Une lecture empreinte d’honnêteté
D’emblée on en apprend plus sur lui que sur le conflit russo-ukrainien en général. Et c’est tant mieux au demeurant, car c’est précisément cette franchise qui permet de saisir l’angle qu’il a choisi pour nous aider à décrypter cette guerre. Laquelle n’est pas si lointaine de nous que ça en fait, ce serait une erreur de sous-estimer le peu de temps et d’espace qui nous en sépare, pour l’instant. Et c’est justement grâce à ce qu’il veut bien nous dévoiler de lui que l’auteur nous donne les clefs de la lecture du conflit ukrainien. Cette honnêteté intellectuelle représente un cas unique à ce jour au milieu de la foule de journalistes qui prétendent nous informer “objectivement” sur cette guerre, en omettant soigneusement de nous indiquer de quel point de vue ils parlent. Régis Le Sommier, lui, n’a pas besoin d’argumenter pour prouver la véracité et l’équilibre de ses propos : il est allé s’immerger des deux côtés de la ligne de front, bravant tous les risques inhérents à ce pari fou, osé et réussi. Du reste, à date, il est le seul à l’avoir fait : être allé sur le terrain, à quelques centaines de mètres des lignes ennemies, des deux côtés. Les experts de plateau TV, qui dissertent avec aisance et suffisance du conflit sans être la plupart du temps allé plus loin qu’une porte du périphérique parisien, ne le lui pardonneront pas.
Équilibre de traitement
D’autant moins que l’équilibre de traitement entre les deux camps dans le reportage et dans les réflexions se fait naturellement dans le récit de Régis Le Sommier. Les faits non seulement sont têtus mais encore se prêtent mal à l’enrobage idéologique à géométrie variable. L’auteur voit ce qu’il voit, mais a en plus le courage de dire ce qu’il voit. Les partisans de la croisade occidentale pour la démocratie droit-de-l’hommiste contre la résurgence du totalitarisme soviétique seront déçus. Les sectateurs du néo-tsarisme rempart contre la décadence atlantique également. Les faits sont les faits. Le rôle du journaliste est de les rapporter. Ce que fait Régis Le Sommier, qui se dispense de « vouloir appliquer la dialectique du Bien et du Mal à une profession dont la fonction première est de s’attacher au réel et d’en rendre compte », nous rappelle-t-il, fustigeant l’insupportable biais moralisateur qu’il attribue en particulier à la presse américaine.

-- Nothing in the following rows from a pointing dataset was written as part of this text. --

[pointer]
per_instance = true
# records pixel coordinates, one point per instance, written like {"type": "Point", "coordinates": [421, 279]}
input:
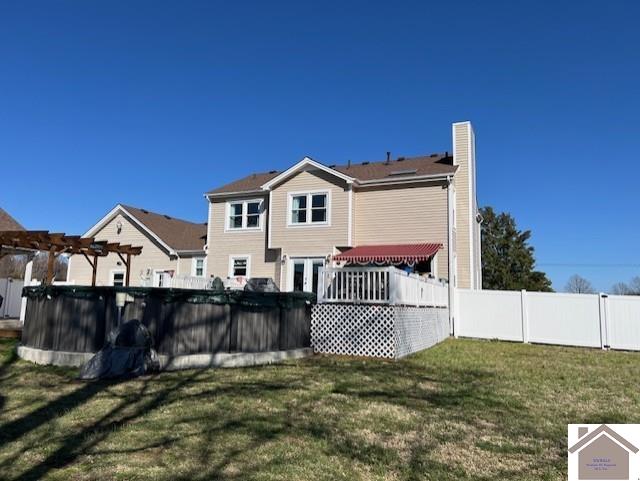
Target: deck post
{"type": "Point", "coordinates": [393, 286]}
{"type": "Point", "coordinates": [321, 284]}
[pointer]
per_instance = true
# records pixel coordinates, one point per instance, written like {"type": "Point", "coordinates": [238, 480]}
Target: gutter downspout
{"type": "Point", "coordinates": [451, 274]}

Et c’est tant mieux : les esprits libres et curieux, contrairement aux fanatiques, y trouveront leur compte. Quel que soit son a priori si le lecteur déjà informé sur la guerre en Ukraine en possède un, surtout s’il a choisi son camp, il trouvera information factuelle et matière à réflexion avec Régis Le Sommier. Si en revanche le lecteur éprouve de la peine à saisir en synthèse les faits et les enjeux de ce conflit ainsi que ses conséquences, de même si sa lucidité l’autorise à apprécier les motivations et les actions de chacun des deux camps sans aveuglement partisan, alors la leçon de pragmatisme de Régis Le Sommier n’en sera que mieux reçue.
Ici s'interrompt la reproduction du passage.